Playwright: Emily Schwartz. At: Strange Tree Group at the Athenaeum, 2935 N. Southport. Tickets: 800-982-2787; www.ticketmaster.com; $25. Runs through: Nov. 20
Over the last five years Strange Tree Group has created imaginative, engaging theater pieces exploring myth, fable, fairy tale and the nature of narrative storytelling itself. Under artistic director and chief playwright Emily Schwartz, their work has been visually and aurally complex. This time, The War Plays explores a narrative voice much closer to realistic drama than previous Strange Tree work I've seen. To be blunt, it's the first Strange Tree effort I'd rate a failure. The lighting is spotty and dark, some of the acting is bad and fundamental creative decisions seem odd, at best. Is director Kate Nawrocki entirely to blame? It's hard to say when the playwright also leads the theater troupe.
Set in 1940, The War Plays relates how three couples in London and in the States connect or reconnect as World War II rages: British boy meets U.S. girl during a London air raid; a G.I. about to ship out falls for a taxi dancer and vice versa; and a war-wounded vet cautiously reconnects with the woman he left behind. None of the situations is entirely original, which is OK, but all feel unfinished at the play's end, which isn't OK. In 75 minutes we get one scene from each story, and then the actors take curtain calls where one expects intermission. I sat unsure for two minutes. "It can't be over," I said to myself. The War Plays arouses my interest but doesn't satisfy my curiosity.
A five-piece band and a singer are integral to the production, providing flavor and commentary through song on the wartime setting and stories. But only a few of the period songs the band performs are specifically identified with World War II, and there's no effort to reproduce an early 1940s musical style. It's difficult to guess if the amateurish quality of playing is intentionally metatheatrical.

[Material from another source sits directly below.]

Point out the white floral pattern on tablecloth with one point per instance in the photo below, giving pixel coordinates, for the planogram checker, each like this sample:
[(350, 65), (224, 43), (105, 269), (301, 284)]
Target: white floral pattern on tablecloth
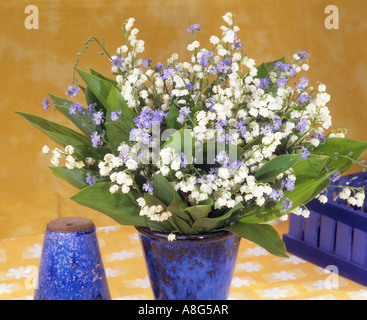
[(258, 274)]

Of the three plays, only the third and longest develops any critical mass. It's set in East Coast upper-crust society at a tennis party that reunites war-shocked Elliott and his fiancée of a year earlier. It smacks a bit of Oscar Wilde and a great deal of Noel Coward, proving that Emily Schwartz can talk the talk of this sort of play. But it requiresand doesn't haveelegant comedy-of-manners style, especially since the production's framing device is a British theater troupe performing during The Blitz ( thus accounting for the war-torn scenery and, perhaps, the dingy lighting ) . Also: The show's press release gives a 1940 setting for The War Plays ... but the United States had not yet entered the war, so how could Elliott have been fighting in Italy, or a taxi-dancing G.I. be shipping out? Yeah, picky-picky, but that's why they pay me the big bucks.